The chief executive of Universities Australia will today call for greater federal government investment in research, forcing the sector to look overseas for revenue from international students to remain viable.

Speaking at the Australian High Education Industrial Association’s conference today, Catriona Jackson will say Australia’s research funding model is “limiting and unsustainable”, leaving universities exposed at a time of economic volatility.

New forecasts show government spending on research is at its lowest share of GDP, falling to 0.59% in 2022-23 and lagging behind the OECD average of 2.68%. It hadn’t dropped below 0.5% since records began in 1978:

Government and industry funding as a share of GDP is going backwards. This is pushing the nation towards the lower end of the international order. Grant schemes are providing well below the full cost for projects, leaving universities to pick up the gap.

And women are disproportionately affected by the funding system which is “not working in the national interest” and forces universities to seek alternative funding sources:

We are increasingly reliant on international student fees to pay for this work, which is highly unsustainable and underscores the urgent need for change … it’s unfathomable that our ability to continue performing fundamentally important research for the good of the nation hinges on people choosing to study in Australia. No other nation funds their research effort quite like this.

A 1% lift in funding for research would grow the economy by $24bn over a decade, Jackson will say.

UK free trade agreement to begin this month

Australia’s free trade agreement with the UK will start at the end of this month, AAP reports.

Under the deal, there will be no tariffs on almost all Australian goods exported to the UK and more Australians will be eligible for lengthier working holidays in the country.

During a visit to Bondi Green, an Australian-themed restaurant in London’s Paddington, Anthony Albanese said:

What the FTA between Australia and the United Kingdom is about is getting greater access to this market for Australian products – greater access for our beef, for our sheep products, for our wine.

The prime minister said that, after a two-year period, there would be no tariffs on 99% of Australian exports to the UK and the same would apply to UK products arriving in Australia.

After the same two-year phase-in, Australians will be able to apply for working holidays in the UK to the age of 35 – up from 30 – and stay for a maximum of three years instead of two. UK citizens coming to Australia will be also be able to work for three years.

The UK’s free trade agreement with New Zealand, with similar conditions, will also start on the last day of May.

Welcome

Good morning and welcome to our rolling news coverage. I’m Martin Farrer and I’ll have some overnight breaking stories and updates for you before my colleague Natasha May takes the helm.

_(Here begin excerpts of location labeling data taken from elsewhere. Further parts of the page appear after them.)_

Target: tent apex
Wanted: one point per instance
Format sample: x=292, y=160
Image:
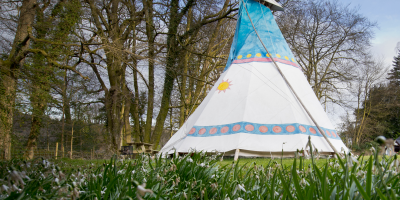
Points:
x=272, y=4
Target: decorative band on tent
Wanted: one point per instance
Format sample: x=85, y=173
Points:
x=260, y=129
x=266, y=60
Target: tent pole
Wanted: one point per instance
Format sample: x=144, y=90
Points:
x=236, y=155
x=290, y=86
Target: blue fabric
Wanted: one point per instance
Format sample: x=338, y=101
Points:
x=246, y=42
x=194, y=132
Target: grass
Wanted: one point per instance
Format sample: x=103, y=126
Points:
x=202, y=177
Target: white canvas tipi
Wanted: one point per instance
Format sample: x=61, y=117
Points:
x=252, y=110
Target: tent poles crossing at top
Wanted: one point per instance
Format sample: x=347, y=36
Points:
x=287, y=82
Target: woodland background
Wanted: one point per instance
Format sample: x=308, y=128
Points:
x=94, y=74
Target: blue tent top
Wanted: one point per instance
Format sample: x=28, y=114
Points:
x=246, y=46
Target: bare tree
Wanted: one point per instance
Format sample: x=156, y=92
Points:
x=327, y=39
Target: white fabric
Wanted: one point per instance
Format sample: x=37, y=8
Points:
x=257, y=94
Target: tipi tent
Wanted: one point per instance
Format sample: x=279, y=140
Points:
x=252, y=110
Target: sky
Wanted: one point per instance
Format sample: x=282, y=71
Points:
x=386, y=14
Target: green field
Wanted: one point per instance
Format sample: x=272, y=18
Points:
x=202, y=177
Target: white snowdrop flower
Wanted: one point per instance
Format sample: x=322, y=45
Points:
x=141, y=191
x=23, y=175
x=16, y=177
x=15, y=188
x=303, y=182
x=75, y=193
x=241, y=187
x=372, y=149
x=336, y=166
x=238, y=187
x=4, y=188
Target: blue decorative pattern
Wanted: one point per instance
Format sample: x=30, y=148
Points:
x=254, y=128
x=246, y=43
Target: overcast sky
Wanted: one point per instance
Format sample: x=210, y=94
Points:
x=386, y=13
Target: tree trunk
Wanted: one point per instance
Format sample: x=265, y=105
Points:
x=169, y=72
x=148, y=7
x=9, y=74
x=38, y=103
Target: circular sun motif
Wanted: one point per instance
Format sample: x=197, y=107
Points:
x=222, y=87
x=277, y=129
x=249, y=127
x=236, y=127
x=202, y=131
x=213, y=130
x=224, y=129
x=263, y=129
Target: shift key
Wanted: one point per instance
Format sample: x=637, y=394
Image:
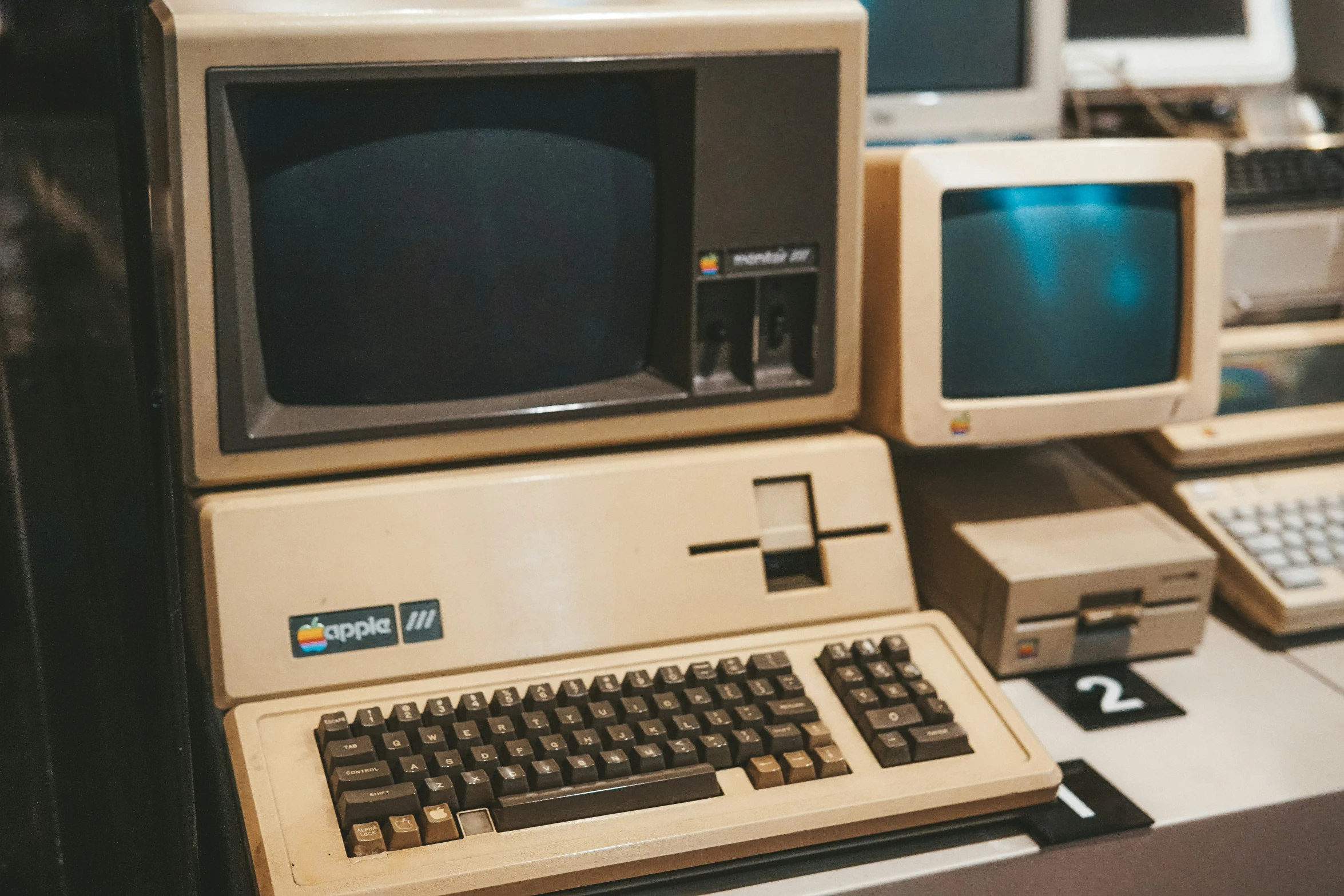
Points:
x=377, y=804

Jim Chalmers says Australia is “still paying the price” for the Coalition leaving behind a fiscal “mess” and a budget “heaving with a trillion dollars of debt” as he flags one of the most punishing items in his own federal budget – the cost of servicing the country’s debts. The annual cost will rise from $17.7bn in 2022-23 to a peak of $27.1bn in 2025-26, before falling to $26bn in 2026-27, according to estimates released last night, which is more than spending on family tax benefit, childcare or infrastructure.

The Albanese government will scrap the controversial ParentsNext program from next year and stop compulsory obligations for participants immediately in a significant win for campaigners.

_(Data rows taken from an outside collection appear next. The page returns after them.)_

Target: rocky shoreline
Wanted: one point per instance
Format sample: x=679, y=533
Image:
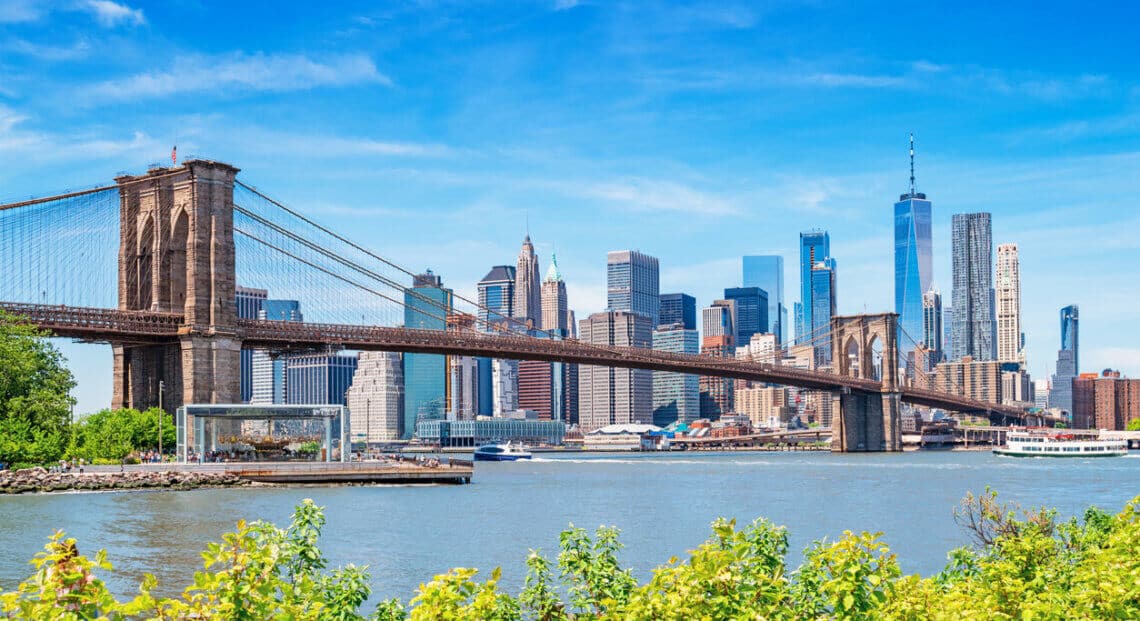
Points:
x=40, y=480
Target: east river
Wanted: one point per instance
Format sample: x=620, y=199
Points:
x=662, y=504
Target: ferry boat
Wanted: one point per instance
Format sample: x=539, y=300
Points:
x=502, y=452
x=1059, y=443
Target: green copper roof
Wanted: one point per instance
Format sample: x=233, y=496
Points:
x=552, y=272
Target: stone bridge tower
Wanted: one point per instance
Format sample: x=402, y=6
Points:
x=866, y=346
x=176, y=255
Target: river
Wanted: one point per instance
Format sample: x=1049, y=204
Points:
x=662, y=503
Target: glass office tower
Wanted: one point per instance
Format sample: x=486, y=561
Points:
x=766, y=271
x=814, y=246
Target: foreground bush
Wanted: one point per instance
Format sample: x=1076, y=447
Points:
x=1022, y=565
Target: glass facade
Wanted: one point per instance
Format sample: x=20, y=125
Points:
x=766, y=271
x=912, y=268
x=426, y=304
x=974, y=328
x=751, y=311
x=814, y=246
x=677, y=308
x=633, y=284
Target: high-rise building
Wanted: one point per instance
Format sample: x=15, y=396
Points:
x=931, y=327
x=1106, y=402
x=633, y=284
x=528, y=301
x=269, y=374
x=718, y=321
x=249, y=305
x=375, y=400
x=823, y=309
x=319, y=378
x=608, y=395
x=971, y=248
x=751, y=311
x=426, y=305
x=913, y=270
x=1008, y=296
x=1071, y=318
x=766, y=271
x=814, y=247
x=677, y=308
x=676, y=395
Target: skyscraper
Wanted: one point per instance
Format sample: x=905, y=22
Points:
x=766, y=271
x=913, y=269
x=931, y=327
x=426, y=305
x=814, y=247
x=1071, y=316
x=718, y=321
x=971, y=247
x=676, y=395
x=249, y=305
x=1008, y=296
x=633, y=284
x=823, y=308
x=528, y=302
x=751, y=311
x=677, y=308
x=608, y=395
x=375, y=400
x=496, y=296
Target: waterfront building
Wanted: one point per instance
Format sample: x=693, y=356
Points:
x=676, y=395
x=823, y=309
x=528, y=302
x=718, y=341
x=971, y=250
x=980, y=380
x=933, y=328
x=249, y=305
x=814, y=247
x=319, y=378
x=766, y=271
x=375, y=400
x=1105, y=402
x=633, y=284
x=486, y=430
x=610, y=395
x=1008, y=297
x=426, y=305
x=913, y=269
x=677, y=308
x=269, y=377
x=751, y=311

Health officials are urging men who have sex with other men to be aware of symptoms for mpox, formerly known as monkeypox, with the first New South Wales case in six months detected in Sydney. There is concern that while cases have been linked to people who have been overseas, the man with the new infection has not been known to have been abroad, suggesting that mpox is spreading in the state.

And the prime minister, Anthony Albanese, has announced a start date for Australia’s free trade deal with the UK, which will (over a two-year phase-in period) lead to lower tariffs on exports – and longer working holiday visas for travellers.